May i ask a simple question about the unit of the vapor pressure. I outputed the ASCII result of Vapor Pressure, but I don't know the unit. I check the air pressure of ASCII file is hpa, and how about the vapor pressure?
Thanks very much for your replies.
vapor pressure unit
Re: vapor pressure unit
Hi Yuki,
the vapor pressure is in hectopascals, too.
Regards,
Thomas
the vapor pressure is in hectopascals, too.
Regards,
Thomas
Re: vapor pressure unit
Thanks very much for your kind reply.Thomas wrote:Hi Yuki,
the vapor pressure is in hectopascals, too.
Regards,
Thomas
I am sorry i want to ask more detail...Now i got the ASCII result for the same time step: e.g., air pressure:1.030E+0003, vapor pressure(exterior surface):5.493970E+0000. If they have the same unit, it looks too large difference between them, and the air pressure is higher than the vapor pressure of the surface. In actually, in my case, the exterior material has built-in water.
Thanks again. I need your help.
Re: vapor pressure unit
You can check the numbers if you also export the temperature and the relative humidity at the same location. Compute the saturation vapor pressure psat for this temperature and multiply the result with the relative humidity. You should get the same number that WUFI gives for the vapor pressure.
For example, if the surface temperature is 10°C and the surface humidity for the same time step is 45%, then psat(10°C) = 12.28 hPa, and 0.45*12.28 hPa = 5.53 hPa. The ASCII output for the surface vapor pressure should be the same number.
Regards,
Thomas
For example, if the surface temperature is 10°C and the surface humidity for the same time step is 45%, then psat(10°C) = 12.28 hPa, and 0.45*12.28 hPa = 5.53 hPa. The ASCII output for the surface vapor pressure should be the same number.

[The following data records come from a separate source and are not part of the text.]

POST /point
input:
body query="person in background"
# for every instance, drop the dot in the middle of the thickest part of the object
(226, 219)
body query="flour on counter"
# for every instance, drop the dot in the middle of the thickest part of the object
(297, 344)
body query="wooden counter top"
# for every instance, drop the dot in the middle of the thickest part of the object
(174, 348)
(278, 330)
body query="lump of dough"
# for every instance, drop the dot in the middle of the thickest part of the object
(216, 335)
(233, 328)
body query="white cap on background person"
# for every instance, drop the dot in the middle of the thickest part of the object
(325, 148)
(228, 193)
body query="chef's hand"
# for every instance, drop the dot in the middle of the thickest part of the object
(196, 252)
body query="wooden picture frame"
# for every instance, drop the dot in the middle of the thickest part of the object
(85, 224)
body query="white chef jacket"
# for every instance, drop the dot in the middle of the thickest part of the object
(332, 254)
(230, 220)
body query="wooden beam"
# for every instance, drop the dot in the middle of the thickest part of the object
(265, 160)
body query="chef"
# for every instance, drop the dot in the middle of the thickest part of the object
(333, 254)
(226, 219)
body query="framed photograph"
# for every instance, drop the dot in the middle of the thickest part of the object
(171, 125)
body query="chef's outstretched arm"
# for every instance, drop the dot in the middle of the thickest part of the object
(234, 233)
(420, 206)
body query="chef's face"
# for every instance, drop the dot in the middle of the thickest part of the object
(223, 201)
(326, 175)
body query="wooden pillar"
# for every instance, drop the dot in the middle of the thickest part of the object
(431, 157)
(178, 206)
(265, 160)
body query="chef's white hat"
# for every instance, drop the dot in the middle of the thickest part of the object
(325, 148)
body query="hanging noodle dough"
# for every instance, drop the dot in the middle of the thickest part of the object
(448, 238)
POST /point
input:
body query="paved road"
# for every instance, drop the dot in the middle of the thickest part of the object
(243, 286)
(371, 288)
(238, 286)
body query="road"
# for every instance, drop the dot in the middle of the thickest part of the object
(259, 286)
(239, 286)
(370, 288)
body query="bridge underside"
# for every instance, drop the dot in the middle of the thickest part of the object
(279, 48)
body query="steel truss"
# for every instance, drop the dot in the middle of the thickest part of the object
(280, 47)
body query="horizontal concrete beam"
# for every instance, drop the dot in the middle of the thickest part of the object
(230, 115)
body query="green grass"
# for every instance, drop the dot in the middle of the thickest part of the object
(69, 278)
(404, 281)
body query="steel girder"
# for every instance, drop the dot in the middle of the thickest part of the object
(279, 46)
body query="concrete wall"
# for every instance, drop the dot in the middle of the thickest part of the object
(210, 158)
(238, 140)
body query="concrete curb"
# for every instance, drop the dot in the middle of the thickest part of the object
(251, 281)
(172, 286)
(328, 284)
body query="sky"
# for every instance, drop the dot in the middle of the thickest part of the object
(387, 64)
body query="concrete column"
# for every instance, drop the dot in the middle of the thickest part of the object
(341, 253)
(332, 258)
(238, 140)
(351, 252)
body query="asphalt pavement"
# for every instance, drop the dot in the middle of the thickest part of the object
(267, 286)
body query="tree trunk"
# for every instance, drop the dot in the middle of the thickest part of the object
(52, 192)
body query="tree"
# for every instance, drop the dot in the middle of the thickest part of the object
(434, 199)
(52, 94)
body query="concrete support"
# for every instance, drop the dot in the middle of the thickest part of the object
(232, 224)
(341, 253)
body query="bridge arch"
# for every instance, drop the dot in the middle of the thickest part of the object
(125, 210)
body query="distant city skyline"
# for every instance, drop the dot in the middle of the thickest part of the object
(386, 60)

But there should be a large difference. Water vapor is usually only a small percentage of the air. The water vapor pressure is the same as the air pressure at the temperature where the water starts boiling; for a normal atmospheric pressure of 1013 hPa this happens at a temperature of 100°C. For the lower temperatures you find in building physics, the vapor pressure is much smaller. For example, at 0°C the saturation vapor pressure is only 6.11 hPa, and the actual vapor pressure at that temperature is even less if the air is not saturated.SATO YUKI wrote:If they have the same unit, it looks too large difference between them, and the air pressure is higher than the vapor pressure of the surface.